From 24e81e3e7b04dd4e949e382b5f3e8cdce7579a81 Mon Sep 17 00:00:00 2001
From: ebanks <ebanks@348d0f76-0448-11de-a6fe-93d51630548a>
Date: Wed, 22 Jul 2009 16:35:23 +0000
Subject: [PATCH] moved to wiki

git-svn-id: file:///humgen/gsa-scr1/gsa-engineering/svn_contents/trunk@1292 348d0f76-0448-11de-a6fe-93d51630548a
---
 doc/MSA_Realigner_README.txt | 143 -----------------------------------
 1 file changed, 143 deletions(-)
 delete mode 100755 doc/MSA_Realigner_README.txt

diff --git a/doc/MSA_Realigner_README.txt b/doc/MSA_Realigner_README.txt
deleted file mode 100755
index b035267ab..000000000
--- a/doc/MSA_Realigner_README.txt
+++ /dev/null
@@ -1,143 +0,0 @@
-Overview:
-The Multiple Sequence Alignment (MSA) Realigner is designed to consume one or more BAM files
-and to fix reads which are misaligned due to the presence of insertions/deletions (indels)
-within or near them.  While this isn't the forum for a detailed explanation of why indel-
-containing reads get misaligned, it is important to note that an artifact of these misalignments
-is what look to be SNPs near the site of the indel (however, since they aren't really SNPs, I
-often refer to them as columns of mismatches at a position in a pileup).  These particular false
-positive SNPs usually occur in clusters (generally defined as 2 or more mismatch columns within
-n base pairs, where n is usually less than or equal to 10).  It is often the case that an aligner
-will detect the indel in some of the reads and will fail to detect it in others; that is because
-the aligners don't use knowledge about the other reads mapping to the same location when placing an
-individual read.  It is the realigner's job to use all of the reads mapping to a given location to
-find a consensus indel which best explains the data and which minimizes entropy within the reads.
-
-There are 3-4 major steps to the realignment process:
-Step 1: Determining (small) suspicious intervals which are likely in need of realignment
-Step 2: Merging the intervals
-Step 3: Running the realigner over those intervals
-Optional Step 4: Rebuild your original BAM with cleaned reads
-
-A more detailed explanation follows.
-
------
-
-Step 1: Determining (small) suspicious intervals which are likely in need of realignment
-
-There are several methods for finding these intervals, which can be used in conjunction with one
-another or separately.
-
-A. In the case that aligners do find some reads with indels in them, one would want to make sure
-that the other indel-containing reads in the pileup are aligned correctly.  Note that when using
-aligners which don't allow for gapped alignments (e.g.

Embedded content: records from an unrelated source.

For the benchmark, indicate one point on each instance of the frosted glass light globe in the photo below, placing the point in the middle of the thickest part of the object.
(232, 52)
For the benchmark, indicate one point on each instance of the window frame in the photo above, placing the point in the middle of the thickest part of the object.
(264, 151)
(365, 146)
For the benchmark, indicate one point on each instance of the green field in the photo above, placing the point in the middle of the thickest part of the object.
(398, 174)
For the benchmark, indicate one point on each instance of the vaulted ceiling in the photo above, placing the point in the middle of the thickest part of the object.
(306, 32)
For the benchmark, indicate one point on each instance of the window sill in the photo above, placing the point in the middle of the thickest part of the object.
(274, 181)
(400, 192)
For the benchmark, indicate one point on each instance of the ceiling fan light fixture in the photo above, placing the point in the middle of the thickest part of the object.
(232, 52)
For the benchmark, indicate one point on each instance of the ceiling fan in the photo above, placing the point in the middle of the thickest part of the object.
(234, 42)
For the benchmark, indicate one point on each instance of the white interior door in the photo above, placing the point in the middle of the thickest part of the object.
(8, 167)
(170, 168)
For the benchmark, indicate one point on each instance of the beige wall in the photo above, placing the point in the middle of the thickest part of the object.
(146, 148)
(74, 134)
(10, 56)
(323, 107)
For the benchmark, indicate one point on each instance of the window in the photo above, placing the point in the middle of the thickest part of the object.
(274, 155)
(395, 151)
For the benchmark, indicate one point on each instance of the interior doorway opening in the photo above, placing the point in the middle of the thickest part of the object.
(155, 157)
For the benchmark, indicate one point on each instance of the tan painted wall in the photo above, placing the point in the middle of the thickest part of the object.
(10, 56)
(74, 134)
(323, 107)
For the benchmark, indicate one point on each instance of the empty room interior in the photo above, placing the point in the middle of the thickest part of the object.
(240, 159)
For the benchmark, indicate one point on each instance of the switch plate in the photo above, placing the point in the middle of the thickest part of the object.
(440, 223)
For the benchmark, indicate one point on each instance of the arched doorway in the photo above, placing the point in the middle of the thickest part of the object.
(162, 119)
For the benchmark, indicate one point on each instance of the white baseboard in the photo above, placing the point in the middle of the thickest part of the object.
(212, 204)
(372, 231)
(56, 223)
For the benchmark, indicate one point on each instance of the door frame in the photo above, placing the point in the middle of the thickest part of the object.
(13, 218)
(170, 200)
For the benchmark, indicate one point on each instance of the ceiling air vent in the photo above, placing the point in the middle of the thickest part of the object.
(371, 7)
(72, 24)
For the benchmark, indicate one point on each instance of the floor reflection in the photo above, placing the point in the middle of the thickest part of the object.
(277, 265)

MAQ with single-end reads) this method is
-not useful.
-
-Usage:
-java -jar dist/GenomeAnalysisTK.jar -I <input.bam> -R <ref.fasta> -T IndelIntervals
--L <regionsToCheck.txt> -S SILENT -o <intervalsOutput1.txt>
-
-Optional Arguments:
---minIndelsPerInterval N [the minimum number of indels at a given position necessary for emission; default=1]
-
---allow454Reads [don't filter out 454 reads (which inherently have false indels); default=false]
-
-
-B. Occasionally it is the case that you have a SNP call set for your file that you'd like to use
-in searching for clustered SNPS (which are suspicious).  Note that the realigner works best with
-an unfiltered SNP list if at all possible.  The following method outputs clustered SNP intervals. 
-
-Usage:
-java -jar dist/GenomeAnalysisTK.jar -R <ref.fasta> -T SNPClusters
--B dbsnp,dbsnp,<input.rod>,eval,1KGSNPs,<SNPlist.txt> -o <intervalsOutput2.txt>
-
-Optional Arguments:
---windowSize N [mismatch columns are considered clustered when they occur no more than N bp apart; default=10]
-
-
-C. When you do not have (or do not want to use) an available SNP call set, the following method
-outputs intervals of clustered mismatching intervals.  Generally, one would use method B or
-method C, but not both.
-
-Usage:
-java -jar dist/GenomeAnalysisTK.jar -I <input.bam> -R <ref.fasta> -T MismatchIntervals
--L <regionsToCheck.txt> -S SILENT -o <intervalsOutput3.txt>
-
-Optional Arguments:
---windowSize N [mismatch columns are considered clustered when they occur no more than N bp apart; default=10]
-
---allow454Reads [don't filter out 454 reads (which inherently have false indels); default=false]
-
---mismatchFraction f [fraction of reads that need to mismatch for the position to be considered mismatching; default=0.15]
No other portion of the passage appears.